Tuesday, November 27, 2012


I’m a soft-spoken person.

I have even been called a low speaker, to the effect that people don’t hear me. In fact, several times a day, I will be behind someone who suddenly turns around, throws her hand to her chest, and says: “Oh my God! You scared me!” Sometimes I'm just walking into the room. It could be a teacher or a student. I’m really not trying to sneak up on anyone, so maybe I’m scary, too.

Perhaps that’s why I like to write. No one hears what I say, but they should be able to read what I write, right? Or so I thought. Here's what happened:

Our county automatically adds a line below our signature. So if you work in my school system, you have the following under every email:

After the first week of school we had an ESOL Team meeting, during which we learned that English to Speakers of Other Languages would now be called ELA, English Language Acquisition. And ELL’s (English Language Learners) were now called EL’s (English Learners). Never mind that all of our official, government-mandated documents still say ESOL and ELL.

I recalled my time in grad school when I had to learn all of these different acronyms. And then the past six years when I’ve told someone I’m an ESOL teacher and he/she’s replied: “Oh! You mean ESL?”

So I changed my signature to include this message.
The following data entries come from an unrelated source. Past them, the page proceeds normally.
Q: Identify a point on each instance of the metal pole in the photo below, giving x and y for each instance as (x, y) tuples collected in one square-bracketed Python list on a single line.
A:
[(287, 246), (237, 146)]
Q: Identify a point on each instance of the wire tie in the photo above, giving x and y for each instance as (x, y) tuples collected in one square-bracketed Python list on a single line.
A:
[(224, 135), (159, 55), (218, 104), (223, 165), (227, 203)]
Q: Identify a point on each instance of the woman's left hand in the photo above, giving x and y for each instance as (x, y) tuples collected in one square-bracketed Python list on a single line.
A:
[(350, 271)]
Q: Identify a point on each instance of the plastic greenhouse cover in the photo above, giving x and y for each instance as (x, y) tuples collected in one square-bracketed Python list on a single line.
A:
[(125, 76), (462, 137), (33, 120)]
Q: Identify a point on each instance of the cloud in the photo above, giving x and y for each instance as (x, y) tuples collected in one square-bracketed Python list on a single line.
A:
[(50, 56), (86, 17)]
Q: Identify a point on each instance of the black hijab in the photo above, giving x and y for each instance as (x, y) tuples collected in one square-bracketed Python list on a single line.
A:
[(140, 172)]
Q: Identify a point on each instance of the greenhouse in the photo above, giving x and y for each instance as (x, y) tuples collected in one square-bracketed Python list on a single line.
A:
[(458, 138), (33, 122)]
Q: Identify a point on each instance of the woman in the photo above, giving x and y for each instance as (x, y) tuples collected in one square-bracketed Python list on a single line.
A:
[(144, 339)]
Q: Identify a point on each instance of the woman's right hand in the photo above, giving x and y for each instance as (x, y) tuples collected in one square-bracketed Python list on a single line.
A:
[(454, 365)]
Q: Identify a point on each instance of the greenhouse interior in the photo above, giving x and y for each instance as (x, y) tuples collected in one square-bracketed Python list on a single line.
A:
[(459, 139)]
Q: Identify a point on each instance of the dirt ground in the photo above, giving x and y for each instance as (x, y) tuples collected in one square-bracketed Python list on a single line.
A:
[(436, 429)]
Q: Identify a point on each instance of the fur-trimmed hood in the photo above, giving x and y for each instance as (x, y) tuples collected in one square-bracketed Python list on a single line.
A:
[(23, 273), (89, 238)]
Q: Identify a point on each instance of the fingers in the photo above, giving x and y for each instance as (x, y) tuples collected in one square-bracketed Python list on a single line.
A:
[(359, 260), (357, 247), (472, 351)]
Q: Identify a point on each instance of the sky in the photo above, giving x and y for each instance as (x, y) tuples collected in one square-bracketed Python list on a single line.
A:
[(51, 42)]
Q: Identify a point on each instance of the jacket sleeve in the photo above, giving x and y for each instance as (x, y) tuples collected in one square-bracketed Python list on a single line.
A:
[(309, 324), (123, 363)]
by the way, these are all official ESOL acronyms

The thing is that I changed my signature at the beginning of September! Nobody noticed. I've been really sad about it, but I decided I wouldn't tell everyone – that’s part of what makes it funny! It’s just there, slyly underneath every communication I send out.

Finally, FINALLY, someone did notice. The prize goes to Sonja Norwood, our new ELA specialist! (though if you met her in July, she had the very different title of ESOL specialist)

Thank you for the recognition, Sonja!

For everyone else, sorry if that snuck up on you.